Ah, research. It is the basis for all science, yet it is also the most annoying. However, over the years, I have learned to conduct research in an effective way. I go to Google and search a few generic keywords. Then I read a couple of sites and note the keywords that all the sites put an emphasis on. I search those new, narrower keywords on Google and read as much as I can.
I have a habit of questioning anything that my sources don’t explain thoroughly. Since I learned some physics and chemistry in 8th grade, I can actually derive the formulas myself, and see exactly why something is, rather than taking what my sources tells me for granted. This way, I have a more thorough understanding of my topic.
I also noticed that deriving formulas takes up a lot of space. I must have used at least five pages on one particular thorn in my side.
But nothing is purely about formulas. Especially in projects like YSC, you must also consider the practical applications. Is it possible to do this? What other factors do you have to consider in real life?
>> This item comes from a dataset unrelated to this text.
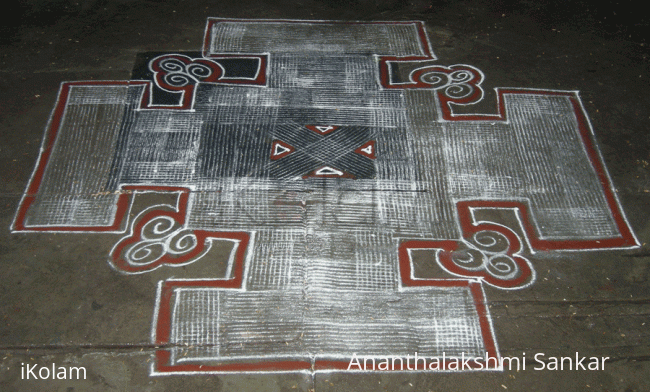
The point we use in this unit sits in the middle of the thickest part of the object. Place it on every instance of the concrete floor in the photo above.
(61, 303)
These are just some of the questions that innovators have to think about.
On a more negative note (no one ever says that), I have had more failures. Just when you think you’ve solved a problem, another one pops out to laugh in your face. I tried to find a natural testing site, which didn’t work, so I decided to make a testing site at home myself. Now, this should have worked, but I ran into some construction issues. So the only solution is to go to a professional. I really would have liked to do it myself, but you have to be flexible.
All these problems have caused me to push my schedule back three weeks. This just shows that when inventing something that involves building a prototype, you must leave yourself a lot of wiggle room. I’m starting to worry about completing my project in time for October’s event.